Oireachtas Joint and Select Committees

Tuesday, 19 October 2021

Joint Committee On Children, Equality, Disability, Integration And Youth

General Scheme of the Birth Information and Tracing Bill 2021: Discussion (Resumed)

Ms Alice Coughlan:

When I came out of Cork, on my way home, I made four promises. I would trust no one. I would let no one control me ever again. I would block everything that had happened from my mind. If I ended up being the opposite of the nuns who dealt with me, I would be a good person. I blocked everything out for 40 years. I never married. I worked hard. I bought my own house. I had one more daughter and I educated her. I worked very hard.

About six years ago I decided I was done. I started getting these flashbacks. I had another operation. I got shingles. For the first time in about 40 years I was locked in a house on my own where I had to face my life. I went to counselling, which I paid for. To be totally honest, it was fine. It helped me. It opened up the start of what happened to me. I went to the commission and asked for counselling from the commission. A year to the day after I appeared before the commission, I was offered counselling, but only if I gave up my own counsellor. I said, "No, I'm not going to have this."

Then it got to the stage where counselling was not doing anything for me. I was getting flashbacks and other things. After appearing before the commission, for three months I would remember something that happened to me in the convent and I would say, "Oh God, I should have said that at the meeting."

Then I turned around and I went to my doctor and I went to the community mental health centre where I saw a psychologist. This was a totally different experience for me. First, this lady was not saying to me, "Yes, Alice. No, Alice. Right, Alice." I do not mean this in a wrong way; I am just saying this is what I was getting from counselling. The psychologist was kind of hearing me or guiding me through certain things and pulling me back when I went all over the place.

To put it bluntly, for the two years I went to counselling there was not one week when I did not cry through the counselling session. It was like a release for me if I am honest. It is not that it did me that much good but it did give me a release. That is the only way I can describe it.

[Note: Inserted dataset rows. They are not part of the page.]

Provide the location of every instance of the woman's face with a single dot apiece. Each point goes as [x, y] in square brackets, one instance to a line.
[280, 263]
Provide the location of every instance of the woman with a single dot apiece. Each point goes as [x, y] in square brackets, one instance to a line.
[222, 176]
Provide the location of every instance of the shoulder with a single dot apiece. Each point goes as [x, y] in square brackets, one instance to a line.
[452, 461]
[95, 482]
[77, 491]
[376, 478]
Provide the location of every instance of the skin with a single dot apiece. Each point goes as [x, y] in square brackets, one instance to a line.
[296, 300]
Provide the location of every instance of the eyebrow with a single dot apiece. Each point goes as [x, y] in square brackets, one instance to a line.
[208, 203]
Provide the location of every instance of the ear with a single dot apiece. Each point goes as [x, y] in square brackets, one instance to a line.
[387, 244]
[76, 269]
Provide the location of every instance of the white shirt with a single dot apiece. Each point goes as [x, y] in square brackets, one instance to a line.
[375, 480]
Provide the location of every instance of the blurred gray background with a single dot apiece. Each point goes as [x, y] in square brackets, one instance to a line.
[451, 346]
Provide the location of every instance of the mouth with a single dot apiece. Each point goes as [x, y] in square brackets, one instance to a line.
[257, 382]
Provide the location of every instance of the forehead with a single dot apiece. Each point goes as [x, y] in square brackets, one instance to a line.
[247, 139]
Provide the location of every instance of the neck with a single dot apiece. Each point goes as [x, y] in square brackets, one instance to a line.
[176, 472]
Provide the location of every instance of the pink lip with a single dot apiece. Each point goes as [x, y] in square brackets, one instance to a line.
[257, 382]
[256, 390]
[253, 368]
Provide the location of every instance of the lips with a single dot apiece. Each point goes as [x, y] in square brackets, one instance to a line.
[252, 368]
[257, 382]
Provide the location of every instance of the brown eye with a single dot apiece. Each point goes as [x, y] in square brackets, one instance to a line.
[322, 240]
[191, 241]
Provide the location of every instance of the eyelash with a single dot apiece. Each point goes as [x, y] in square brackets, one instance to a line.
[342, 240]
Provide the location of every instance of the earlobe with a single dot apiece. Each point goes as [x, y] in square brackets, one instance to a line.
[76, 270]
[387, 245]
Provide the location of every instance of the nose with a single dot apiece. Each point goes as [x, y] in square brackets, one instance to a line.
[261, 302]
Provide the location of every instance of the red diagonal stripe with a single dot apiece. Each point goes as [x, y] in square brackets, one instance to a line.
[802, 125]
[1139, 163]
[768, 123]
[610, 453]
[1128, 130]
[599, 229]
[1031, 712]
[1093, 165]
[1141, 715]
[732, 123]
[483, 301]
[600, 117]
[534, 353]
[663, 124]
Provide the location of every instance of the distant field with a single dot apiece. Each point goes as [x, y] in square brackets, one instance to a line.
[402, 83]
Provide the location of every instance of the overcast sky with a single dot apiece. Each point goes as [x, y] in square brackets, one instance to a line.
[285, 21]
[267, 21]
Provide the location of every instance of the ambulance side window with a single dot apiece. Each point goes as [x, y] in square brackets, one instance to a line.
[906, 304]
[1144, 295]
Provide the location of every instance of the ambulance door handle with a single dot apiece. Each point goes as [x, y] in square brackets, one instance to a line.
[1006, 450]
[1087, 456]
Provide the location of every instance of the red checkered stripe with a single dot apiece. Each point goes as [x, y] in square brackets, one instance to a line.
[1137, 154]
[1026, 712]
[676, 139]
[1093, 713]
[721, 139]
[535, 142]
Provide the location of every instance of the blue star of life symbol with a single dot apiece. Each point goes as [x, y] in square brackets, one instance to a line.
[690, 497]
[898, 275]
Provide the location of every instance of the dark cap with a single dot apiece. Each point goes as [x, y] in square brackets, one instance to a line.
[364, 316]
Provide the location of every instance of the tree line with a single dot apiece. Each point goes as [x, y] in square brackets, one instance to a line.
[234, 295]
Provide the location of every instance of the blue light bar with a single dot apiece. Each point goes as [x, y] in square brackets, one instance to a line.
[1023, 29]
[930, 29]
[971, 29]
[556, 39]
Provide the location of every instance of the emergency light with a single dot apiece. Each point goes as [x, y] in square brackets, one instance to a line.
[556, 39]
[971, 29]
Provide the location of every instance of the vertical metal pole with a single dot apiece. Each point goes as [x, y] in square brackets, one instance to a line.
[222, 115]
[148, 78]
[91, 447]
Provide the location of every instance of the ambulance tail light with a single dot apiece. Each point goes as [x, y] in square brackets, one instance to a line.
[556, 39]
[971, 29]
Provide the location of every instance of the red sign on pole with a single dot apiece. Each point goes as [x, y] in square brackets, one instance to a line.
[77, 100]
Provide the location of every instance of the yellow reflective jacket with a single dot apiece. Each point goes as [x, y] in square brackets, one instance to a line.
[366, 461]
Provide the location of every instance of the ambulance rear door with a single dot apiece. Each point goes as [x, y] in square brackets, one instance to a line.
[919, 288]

If I was asked now what I think people need, I can honestly say they need trauma counselling with somebody who actually knows what they have gone through - a loss, this feeling that somebody has taken their soul and just thrown it into the dust, and that they are of no importance to anybody or anything. They need somebody who is able to look at them. They need to feel they can actually talk to someone who understands what they are saying. That person should be able to turn around and guide them.

I believe this of every person who has gone through an institution or any form of trauma as a result of this, be it adoptees or especially survivors of mother and baby homes and other institutions. A woman bringing children into this world afterwards is destroyed because of this and obviously it will greatly affect her children or her partner.

The other thing is that it actually helped me realise that I did not have a choice.

Well, I had a choice - either give my child up for adoption or that child goes into an institution until 17 years of age. Either way, I would not be getting that child back. That was my choice, but is that a choice? I knew what happened in institutions. Even in those days, people were not that silly. We knew what happened in those places. I have met my daughter, but there are many adopted people who actually believe that their mothers went into a convent, had them and then decided to give them away for adoption.

Something else I feel strongly about is the nuns writing these reports. The nun that did this to me wrote up my information, but I am supposed to sit back and say that that was grand and she was going to be fair. This nun walked in and gave me a new name, a new number and that advice. That was my choice - keep my mouth shut and get on with it. She did not say, "Keep your mouth shut". She just said, "You are not getting your child" and that it would go for adoption and have a privileged and good upbringing. Unfortunately, I had had a privileged upbringing, in that I had a Catholic private education, so I was twice as bad as the rest of them. At least they had some excuse because they were not educated by the nuns, etc.

The main point is that they be offered advice. I spent two years sitting in the Catholic Protection and Rescue Society of Ireland listening to a social worker before I even met my daughter. We had to go out of our way to do that. I turned around and said, "Hold on a minute". I had blocked everything out because I had been so innocent, so I spoke at my daughter. I did not get anyone who talked to me about what to expect when meeting my daughter. I did not get any of that, so I actually spoke at my daughter for the first year and a half, not to her, and she spoke at me. All she could think of was that it had been the worst time of my life and she was bringing it back to me. The last time we met, we both cried. We decided to leave it for a few weeks and then get back together. We are looking forward to meeting each other.